The South African Human Rights Commission (SAHRC) on Thursday, 18 November heard how police in Pietermaritzburg were allegedly ordered to stand down and not respond as widespread looting and the destruction of infrastructure continued relentlessly during the July unrest in KwaZulu-Natal and Gauteng.
“I called and there was literally no response from anywhere, we were alone, just helplessly watching scenes unfold,” Melanie Venes, the chief executive of the Pietermaritzburg Midlands Chamber of Business, told the SAHRC during its public hearings into the violence triggered by protests against former president Jacob Zuma’s incarcaration for contempt of court.
“The looting went on for days. People sat on the side of the road on top of their looted goods waiting for transport to arrive. There was no response, no adequate suitable response during the unrest and afterwards.”
Venes’s testimony echoed that of Ntethelelo Mkhize, who appeared before the commission the day before, on Wednesday. Mkhize claimed there was no police assistance when he was shot twice, his friends killed, and others assaulted in the streets of Phoenix on 12 July.
“We have been directly told by some of the police personnel that they were told to stand down, and that they weren’t allowed to respond,” Venes added on Thursday.
When evidence leader Buang Jones asked who gave the instruction, Venes said the police personnel was not specific, only that it came from “the leadership”.
She added: “There were police officers that said it took everything in them to obey the orders that they were given because their instinct was to respond and react.”
Asked who told her about the police being ordered to stand down, Venes said she received her information from two police officers. She did not disclose the names of the officers, but told the panel she would ask the officers if she could do so.
According to Venes the business chamber and the police had a “very good” relationship before the July unrest, with regular interaction taking place through the forum Business Fighting Crime. The two entities also worked together to inform businesses about crime patterns.
Jones asked whether the chamber had received any information or warning from the police prior to the unrest, to which Venes responded: “No, we didn’t.”
Referring to conflicting reports regarding the availability of tear gas, Venus told the SAHRC panel that initially members of the public understood that the police had no tear gas to use on the large crowds.
“We were told at the time that there was no tear gas, but there was plenty of it. They were not allowed to use it,” claimed Venes.
Venes indicated she believed there had been an insurrection with a strong element of political rhetoric motivated by so-called radical economic transformation (RET) groupings.
She said there was a “tendency to make what happened in July largely about inequality [and] I think people who led that insurrection, they utilised that to their advantage”.

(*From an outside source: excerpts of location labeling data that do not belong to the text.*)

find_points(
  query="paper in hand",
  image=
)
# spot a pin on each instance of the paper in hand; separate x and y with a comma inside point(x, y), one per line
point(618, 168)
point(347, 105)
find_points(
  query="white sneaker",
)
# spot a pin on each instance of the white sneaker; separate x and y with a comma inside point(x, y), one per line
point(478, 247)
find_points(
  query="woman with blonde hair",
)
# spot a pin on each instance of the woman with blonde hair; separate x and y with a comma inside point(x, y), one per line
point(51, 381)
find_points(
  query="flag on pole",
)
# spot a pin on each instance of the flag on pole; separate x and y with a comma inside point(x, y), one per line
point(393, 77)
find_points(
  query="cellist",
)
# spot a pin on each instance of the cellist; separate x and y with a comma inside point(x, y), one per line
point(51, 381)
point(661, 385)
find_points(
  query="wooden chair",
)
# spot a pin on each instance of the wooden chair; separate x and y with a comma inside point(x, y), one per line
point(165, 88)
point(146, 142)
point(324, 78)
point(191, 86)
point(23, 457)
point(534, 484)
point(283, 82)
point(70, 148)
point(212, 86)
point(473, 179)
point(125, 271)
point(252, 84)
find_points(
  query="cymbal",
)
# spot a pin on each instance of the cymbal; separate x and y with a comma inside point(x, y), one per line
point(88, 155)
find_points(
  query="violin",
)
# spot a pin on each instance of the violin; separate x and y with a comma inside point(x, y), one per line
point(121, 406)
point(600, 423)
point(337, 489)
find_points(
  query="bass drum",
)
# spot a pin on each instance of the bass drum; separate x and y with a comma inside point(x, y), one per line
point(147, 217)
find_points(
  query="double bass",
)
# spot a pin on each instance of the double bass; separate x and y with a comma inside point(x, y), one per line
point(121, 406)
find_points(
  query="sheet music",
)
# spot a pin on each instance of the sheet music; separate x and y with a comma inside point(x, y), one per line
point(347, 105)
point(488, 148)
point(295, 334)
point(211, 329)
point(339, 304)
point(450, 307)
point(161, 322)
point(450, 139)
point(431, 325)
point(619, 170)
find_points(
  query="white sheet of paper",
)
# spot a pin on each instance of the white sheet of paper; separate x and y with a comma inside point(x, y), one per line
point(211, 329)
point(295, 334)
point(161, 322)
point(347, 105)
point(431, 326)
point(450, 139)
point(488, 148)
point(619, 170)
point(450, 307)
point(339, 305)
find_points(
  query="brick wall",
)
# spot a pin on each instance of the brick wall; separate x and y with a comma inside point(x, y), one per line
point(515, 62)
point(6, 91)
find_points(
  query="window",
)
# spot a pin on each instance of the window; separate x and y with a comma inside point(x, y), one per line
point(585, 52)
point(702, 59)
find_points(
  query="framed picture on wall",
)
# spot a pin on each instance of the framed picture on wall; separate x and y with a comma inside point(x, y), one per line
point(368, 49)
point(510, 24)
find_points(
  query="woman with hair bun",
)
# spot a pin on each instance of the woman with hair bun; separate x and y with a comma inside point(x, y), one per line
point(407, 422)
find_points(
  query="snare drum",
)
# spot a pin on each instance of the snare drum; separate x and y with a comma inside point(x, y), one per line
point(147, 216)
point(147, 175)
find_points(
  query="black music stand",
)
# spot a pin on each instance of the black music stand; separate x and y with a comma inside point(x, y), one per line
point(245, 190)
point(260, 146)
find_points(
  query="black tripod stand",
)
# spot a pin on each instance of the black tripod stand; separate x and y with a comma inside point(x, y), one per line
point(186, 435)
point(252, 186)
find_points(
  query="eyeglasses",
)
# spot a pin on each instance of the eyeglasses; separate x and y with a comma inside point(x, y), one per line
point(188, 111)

“It was too well orchestrated, and standing in those businesses and watching what was sprayed all over those walls … the ‘free Zuma’, and ‘Ramaphosa must go back to Venda’, the expletives about white monopoly capital, the rhetoric was very clear that it had a clear political undertone and had more to do with power,” said Venes.
The Pietermaritzburg Midlands Chamber of Business has around 700 members ranging from macro entities to smaller businesses.
According to Venes the chamber was overwhelmed from “all sides” of Pietermaritzburg by members asking for help.
“It was an absolutely devastating time that I don’t ever want to see repeat again. I was just inundated with calls from my members from all sides of town, asking desperately for help, because they were being raided and looted and fires were being set and vehicles stoned and it was just absolute chaos,” she said.
The SAHRC continued its public hearings on Thursday which will run until 3 December. Submissions to the commission can also be made until Friday, 19 November.